She tried to bill them for a motion sensor and her husband is making harassing calls. Who is in the wrong here.
I'm with you.
I have a feeling that the sheriff didn't "advise" her to leave her house that night; they may have said "If you're not comfortable here, is there somewhere else you can go?"
I want to know where mother and her 19 year old daughter were during all this commotion? Did they not open the door and look around?
And after the families offered to pay for anything above what her health insurance didn't pay, why did she continue on with this?

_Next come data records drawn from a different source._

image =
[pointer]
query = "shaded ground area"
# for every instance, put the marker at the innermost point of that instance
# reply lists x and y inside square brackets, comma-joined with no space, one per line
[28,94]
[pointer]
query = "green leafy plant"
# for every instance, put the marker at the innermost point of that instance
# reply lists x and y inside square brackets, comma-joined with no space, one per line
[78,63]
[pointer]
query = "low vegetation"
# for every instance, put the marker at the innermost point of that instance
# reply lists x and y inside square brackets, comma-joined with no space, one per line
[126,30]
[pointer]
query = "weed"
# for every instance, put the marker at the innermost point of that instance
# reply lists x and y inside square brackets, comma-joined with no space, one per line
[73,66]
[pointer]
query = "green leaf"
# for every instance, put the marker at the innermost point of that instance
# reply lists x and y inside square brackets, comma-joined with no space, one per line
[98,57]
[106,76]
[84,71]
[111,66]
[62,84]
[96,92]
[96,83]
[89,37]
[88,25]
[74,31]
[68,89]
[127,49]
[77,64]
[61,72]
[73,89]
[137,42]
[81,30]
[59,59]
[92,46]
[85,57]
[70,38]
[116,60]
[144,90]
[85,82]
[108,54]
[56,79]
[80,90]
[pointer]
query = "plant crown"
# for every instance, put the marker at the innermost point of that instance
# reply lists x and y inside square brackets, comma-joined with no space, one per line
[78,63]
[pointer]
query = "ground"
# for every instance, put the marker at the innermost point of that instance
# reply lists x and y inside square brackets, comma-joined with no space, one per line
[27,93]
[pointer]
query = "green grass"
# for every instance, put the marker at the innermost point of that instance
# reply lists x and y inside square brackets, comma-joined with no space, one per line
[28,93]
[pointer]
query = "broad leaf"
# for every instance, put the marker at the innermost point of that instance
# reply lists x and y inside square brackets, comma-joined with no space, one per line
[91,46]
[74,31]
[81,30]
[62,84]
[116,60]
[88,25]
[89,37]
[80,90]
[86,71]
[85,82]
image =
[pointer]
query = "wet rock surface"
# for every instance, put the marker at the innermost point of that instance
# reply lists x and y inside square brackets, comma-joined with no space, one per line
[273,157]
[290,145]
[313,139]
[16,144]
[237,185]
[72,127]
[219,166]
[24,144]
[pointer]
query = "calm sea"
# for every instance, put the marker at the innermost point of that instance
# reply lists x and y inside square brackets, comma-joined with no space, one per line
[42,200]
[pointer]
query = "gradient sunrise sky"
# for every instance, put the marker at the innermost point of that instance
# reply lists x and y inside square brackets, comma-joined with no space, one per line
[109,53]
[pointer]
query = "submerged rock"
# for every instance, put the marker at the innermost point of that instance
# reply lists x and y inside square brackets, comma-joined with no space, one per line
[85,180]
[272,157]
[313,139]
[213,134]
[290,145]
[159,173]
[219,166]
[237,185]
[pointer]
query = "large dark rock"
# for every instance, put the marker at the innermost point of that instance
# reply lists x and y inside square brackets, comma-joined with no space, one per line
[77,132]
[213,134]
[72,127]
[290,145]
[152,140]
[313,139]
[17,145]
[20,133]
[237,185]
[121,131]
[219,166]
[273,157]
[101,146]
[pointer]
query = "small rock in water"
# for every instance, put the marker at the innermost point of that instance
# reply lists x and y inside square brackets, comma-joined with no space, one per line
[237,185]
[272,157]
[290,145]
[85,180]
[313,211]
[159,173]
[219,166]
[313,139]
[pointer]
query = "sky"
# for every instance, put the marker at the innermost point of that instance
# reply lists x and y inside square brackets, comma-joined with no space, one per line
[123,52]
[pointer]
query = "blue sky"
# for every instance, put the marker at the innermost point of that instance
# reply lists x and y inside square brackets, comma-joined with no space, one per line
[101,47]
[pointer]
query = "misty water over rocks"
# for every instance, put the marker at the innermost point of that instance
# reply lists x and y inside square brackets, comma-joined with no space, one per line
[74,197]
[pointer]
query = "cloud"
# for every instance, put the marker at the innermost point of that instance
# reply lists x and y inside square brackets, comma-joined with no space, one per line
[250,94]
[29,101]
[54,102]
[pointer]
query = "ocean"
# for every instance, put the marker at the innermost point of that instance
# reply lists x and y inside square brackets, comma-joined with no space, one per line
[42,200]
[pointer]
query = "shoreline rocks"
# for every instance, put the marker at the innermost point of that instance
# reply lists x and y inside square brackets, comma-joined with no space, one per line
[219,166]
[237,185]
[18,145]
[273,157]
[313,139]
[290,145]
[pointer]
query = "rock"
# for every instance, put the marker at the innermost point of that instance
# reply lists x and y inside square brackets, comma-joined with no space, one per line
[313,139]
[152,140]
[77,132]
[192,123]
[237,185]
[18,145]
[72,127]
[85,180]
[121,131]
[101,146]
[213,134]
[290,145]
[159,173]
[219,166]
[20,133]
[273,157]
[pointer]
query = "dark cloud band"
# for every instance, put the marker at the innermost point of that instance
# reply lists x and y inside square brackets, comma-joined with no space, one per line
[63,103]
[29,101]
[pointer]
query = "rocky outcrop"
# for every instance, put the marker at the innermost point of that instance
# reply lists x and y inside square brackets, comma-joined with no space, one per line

Even if what they girls did was ill-advised, after she heard what it was they meant to convey, what kind of person would continue on with this?
As a side note: we have no way of knowing what those discussions concerning the offers to pay her bill went like; now, judging from the fact that the husband, despite a judgement, continues to make harassing phone calls, I'll speculate they didn't go "well," if you get my drift.
I'm thinking that the families sought legal advice about their best road to getting this behind them and the attorney, after hearing all the facts, might have "mentioned" that the lady AND her husband sounded like a whack job and that they needed to consider whether this could go on until the end of time, thus the "we'll pay if you say no more claims" letter.
To me -- and I am a court reporter -- it sounds like that wasn't enough for the woman and her husband; perhaps they were going to milk it for all they could get. After all, if circumstances are all as reported, the trip to the hospital for "anxiety" -- and the apology and offer to pay -- should have been the end of it.